What happens when a spacecraft skims the atmosphere of our star, in a region hotter than a blast furnace and far beyond any astronaut’s reach? On New Year’s Day, we started to find out.
After flying just about 3.8 million miles above the solar surface on December 24, NASA’s Parker Solar Probe checked in with Earth and confirmed that all its systems and science instruments are healthy and working normally. This brief status tone, followed by a stream of detailed telemetry beginning January 1, means humanity’s closest ever dive into the Sun’s atmosphere was a success.
According to NASA, the spacecraft flew through the outer solar atmosphere at roughly 430 thousand miles per hour, once again breaking its own record as the fastest human made object.
It did this while passing only about 6.1 million kilometers from the solar surface, close enough that small changes in the Sun’s activity can mean the difference between a relatively smooth ride and a storm of charged particles.

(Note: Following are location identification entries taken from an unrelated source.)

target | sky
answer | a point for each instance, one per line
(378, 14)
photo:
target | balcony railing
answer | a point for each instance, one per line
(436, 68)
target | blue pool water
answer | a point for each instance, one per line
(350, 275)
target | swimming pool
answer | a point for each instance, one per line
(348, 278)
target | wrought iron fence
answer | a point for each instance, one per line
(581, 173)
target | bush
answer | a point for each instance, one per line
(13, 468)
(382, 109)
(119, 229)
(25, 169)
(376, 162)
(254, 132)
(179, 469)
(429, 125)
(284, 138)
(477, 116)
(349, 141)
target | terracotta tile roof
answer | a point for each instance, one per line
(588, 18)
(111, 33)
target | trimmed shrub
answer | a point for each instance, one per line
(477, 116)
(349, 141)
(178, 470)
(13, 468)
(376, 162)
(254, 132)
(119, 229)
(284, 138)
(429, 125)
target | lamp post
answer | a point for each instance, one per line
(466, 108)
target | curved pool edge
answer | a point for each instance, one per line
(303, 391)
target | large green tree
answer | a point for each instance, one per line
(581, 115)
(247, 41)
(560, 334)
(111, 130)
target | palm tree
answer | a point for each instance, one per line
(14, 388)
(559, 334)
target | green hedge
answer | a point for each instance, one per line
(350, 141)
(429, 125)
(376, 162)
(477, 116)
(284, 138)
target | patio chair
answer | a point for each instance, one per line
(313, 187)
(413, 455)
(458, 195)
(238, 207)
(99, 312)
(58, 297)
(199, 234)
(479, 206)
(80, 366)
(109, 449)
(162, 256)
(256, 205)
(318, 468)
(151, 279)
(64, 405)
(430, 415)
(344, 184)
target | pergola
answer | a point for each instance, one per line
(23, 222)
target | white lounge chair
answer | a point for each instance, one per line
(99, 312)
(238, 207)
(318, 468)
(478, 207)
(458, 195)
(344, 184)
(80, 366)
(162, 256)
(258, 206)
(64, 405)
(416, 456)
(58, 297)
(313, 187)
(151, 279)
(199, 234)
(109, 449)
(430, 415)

During this closest approach, Parker operated on its own. Solar plasma and the geometry of the orbit cut off radio contact, so the team at Johns Hopkins Applied Physics Laboratory had to wait until after the flyby to hear a simple “I am ok” signal.
The detailed telemetry that arrived at the start of the year confirmed that Parker followed its preloaded commands and kept its instruments taking measurements as it tore through the corona.
All of this is happening in an environment that would instantly destroy an unprotected spacecraft. The Sun’s outer atmosphere reaches temperatures of hundreds of thousands to several million degrees Fahrenheit, yet Parker’s carbon composite heat shield keeps its instruments near room temperature.
Engineers designed that shield to shrug off temperatures well above 1,400 degrees Celsius while the probe flies through thin but extremely energetic plasma.
For scientists, the real excitement begins now. As heliophysics director Joe Westlake put it, “The data that will come down from the spacecraft will be fresh information about a place that we, as humanity, have never been”. In other words, every data packet is a first.
So what are they looking for in all that “fresh information”? To a large extent, Parker exists to solve two linked puzzles. First, why the corona gets so much hotter than the visible surface of the Sun. Second, how the solar wind forms and escapes the star’s gravity to flood the solar system with charged particles.
Recent results hint at how transformative these close passes can be. Using data from Parker, researchers have already built the first detailed maps of an invisible boundary called the Alfvén surface, the point at which solar plasma stops looping back on the Sun and joins the solar wind.
Those maps show that the boundary becomes more jagged and turbulent when the Sun is more active, which matters directly for the strength and timing of solar storms that can reach Earth.
Other Parker data and images from its WISPR camera reveal how bursts of solar material called coronal mass ejections can merge and interact as they move outward. When those eruptions line up the wrong way with Earth, they can disturb our planet’s magnetic field, drive spectacular auroras, and sometimes strain power grids, communication systems, and GPS.
Think of the satellite that guides your electric car to a charger, or the high-voltage lines feeding the wind farm that keeps your lights on. All of that depends on reliable space weather forecasts.
That is where Parker connects to everyday life. Better understanding of the solar wind and the Sun’s magnetic outbursts helps grid operators, airlines, satellite companies, and climate monitoring missions plan ahead for disruptive events.
In practical terms, it is a way to protect the digital and electric backbone of a world that is leaning more and more on renewables, electric mobility, and space-based Earth observation.
The current flyby is not the end of the story. Parker will repeat nearly the same close distance and record speed on at least two more passes, planned for March and June 2025, staying in this tight orbit around the Sun for several more years. Each pass adds another layer to a long-term portrait of our star at a time when solar activity is ramping up.
At the end of the day, this mission is doing something very down to Earth. It is turning a daring dive into a star into practical knowledge that can help keep our technology, and the low-carbon systems we depend on, more resilient in the face of an active Sun.
The official statement was published by NASA.